Author and historian Guy Graybill presents the mind-boggling analysis of the various falsehoods of folklorist, naturalist, and collector, Henry Wharton Shoemaker.

I found myself laughing as I got further and further into Guy Graybill's latest book, Henry Wharton Shoemaker, for which he gives the concluding title: Scoundrel of the Susquehanna...You see, Guy Graybill is an historian, a dedicated one, that, when he gets into a subject to be considered and written about, he moves deeply and strongly to ensure that he presents exactly what he feels is needed...

I laughed because I began to picture the "Guy Graybills" in, say, the year 3000, when they attempt to create a similar book on our immediate past president... But, as I contemplated this, I realized that it might be quite easy and not the extensive work that Graybill presents in this book. After all, I remember that CNN was keeping track of all the lies and pieces of misinformation that happen daily.
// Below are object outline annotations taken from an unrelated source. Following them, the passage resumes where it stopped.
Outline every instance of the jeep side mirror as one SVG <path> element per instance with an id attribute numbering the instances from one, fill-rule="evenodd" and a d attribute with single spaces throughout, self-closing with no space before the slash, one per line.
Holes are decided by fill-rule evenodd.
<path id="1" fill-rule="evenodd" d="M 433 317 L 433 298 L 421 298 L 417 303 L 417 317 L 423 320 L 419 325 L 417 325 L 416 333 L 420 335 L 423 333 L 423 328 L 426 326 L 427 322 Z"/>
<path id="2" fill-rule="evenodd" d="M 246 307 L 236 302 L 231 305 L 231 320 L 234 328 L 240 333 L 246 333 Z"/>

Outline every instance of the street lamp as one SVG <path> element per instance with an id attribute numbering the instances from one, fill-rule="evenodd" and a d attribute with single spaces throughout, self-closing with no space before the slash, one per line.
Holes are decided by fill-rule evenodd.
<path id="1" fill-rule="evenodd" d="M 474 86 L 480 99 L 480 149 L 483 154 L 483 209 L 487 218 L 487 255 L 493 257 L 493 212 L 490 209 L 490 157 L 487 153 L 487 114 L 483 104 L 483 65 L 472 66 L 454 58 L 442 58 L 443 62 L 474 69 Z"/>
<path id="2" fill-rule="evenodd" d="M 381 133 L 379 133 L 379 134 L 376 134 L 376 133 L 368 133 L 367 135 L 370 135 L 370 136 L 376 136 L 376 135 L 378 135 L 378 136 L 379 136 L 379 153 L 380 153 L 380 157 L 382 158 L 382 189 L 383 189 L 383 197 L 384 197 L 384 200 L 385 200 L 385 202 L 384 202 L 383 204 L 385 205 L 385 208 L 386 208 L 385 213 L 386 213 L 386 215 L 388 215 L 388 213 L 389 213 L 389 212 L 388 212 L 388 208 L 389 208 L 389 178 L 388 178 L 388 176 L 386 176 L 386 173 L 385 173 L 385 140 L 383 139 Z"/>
Even though there are millions who now and probably will forever believe all of the false rhetoric that was spewed during the last years when Donald Trump, also a rich man, like Shoemaker, came to leave his "celebrity" of a TV reality show and moved into the White House...
All that is to say, folks, that I sensed a God Incident happening for me... I'll let you think through the chain of events... Sometime months ago I had heard from Guy about his new book. I'm assuming it was during some period of health issues which prevented me from doing reviews and I didn't respond. However, for the first time ever, Guy sent me a Christmas card, which arrived, the same day I completed and posted my last review. Yes, the one I called important (and still think so). But by the time I reached Guy's moving into music, the picture of Jesus laughing--at me--came to my mind... "This, too, shall pass away. Trust Truth...

I have to say, folks, that a weight has been lifted from my heart. I did my research, found my answer, and recognized that the task was beyond my capability to resolve... And, that, Truth will indeed come to His Time... Almost like He was saying, "I Got This..."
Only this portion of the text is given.